L’élève, s’il n’a jamais touché ni manipulé de glaçon, ni pile et ampoule, va mener des tentatives manipulatoires : ce que l’on nomme « tâtonnement expérimental ». Soit il parvient « par hasard » à la réussite, ou non. Lorsqu’il échoue, il recommence en changeant une donnée de sa solution jusqu’à obtenir un bon résultat. Dans ces conditions, la démarche est aussi dite par « essais – erreurs ». Elle intervient à tous les niveaux de la scolarité dans des contextes distincts : en maternelle, elle prend la forme d’un jeu ; en cycle 2 et en cycle 3 elle peut initier une progression, comme, par exemple en électricité, dans la situation « pile – ampoule » qui introduit à l’électricité après le travail sur la lampe de poche ; ou dans l’étude de l’air, lorsqu’il recherche le trou fait dans un sachet, ou, qu’il essaie doit identifier que l’air est pesant, etc….

AUTRES EXEMPLES : Pour trouver une panne dans un objet (la lampe de poche) l’enfant peut modifier, déplacer, introduire des éléments sans justification apparente, seulement conduit pas le désir « d’essayer ce qu’il pense » mais souvent, avec des logiques personnelles. La démarche « essai-erreur » repose sur l’intuition, le vécu, l’analogie, c’est la démarche « des petits pas » mais elle ne se réfère pas à des connaissances théoriques que l’on applique.
Aussi la démarche essai-erreur est-elle utilisée soit en maternelle (où les enfants ont très peu de vécu expérimental), soit, au tout début de l’étude des thèmes au cycle 2  (comment faire un glaçon ? comment emprisonner de l’air, comment transvaser l’air ? etc…) ou au cycle 3 dans l’approche d’un domaine nouveau (comment s’orienter ? Comment simuler des jours et des nuits sur une maquette terre-soleil ? comment trouver une verticale sans niveau ? etc.).

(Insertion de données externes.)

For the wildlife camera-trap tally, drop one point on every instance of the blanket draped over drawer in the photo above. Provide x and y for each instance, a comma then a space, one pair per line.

       2. La démarche d’investigation

La démarche de l’essai-erreur au cycle 2, typique du tâtonnement expérimental, constitue un début dans les recherches. Elle doit être comprise comme une entrée dans le processus de la recherche : elle constitue un moyen d’identification des facteurs agissants dès le CE1. L’élève élabore des protocoles d’expérience permettant de trouver comment agir sur l’évaporation, sur ses causes. Forcément, il mènera d’abord des observations orientées en vue de définir des protocoles de tests. Les tests aux résultats positifs lui permettront d’identifier les facteurs recherchés.
L’ensemble observations + protocoles expérimentaux + facteurs identifiés peut désigner à ce stade une « démarche d’investigation ».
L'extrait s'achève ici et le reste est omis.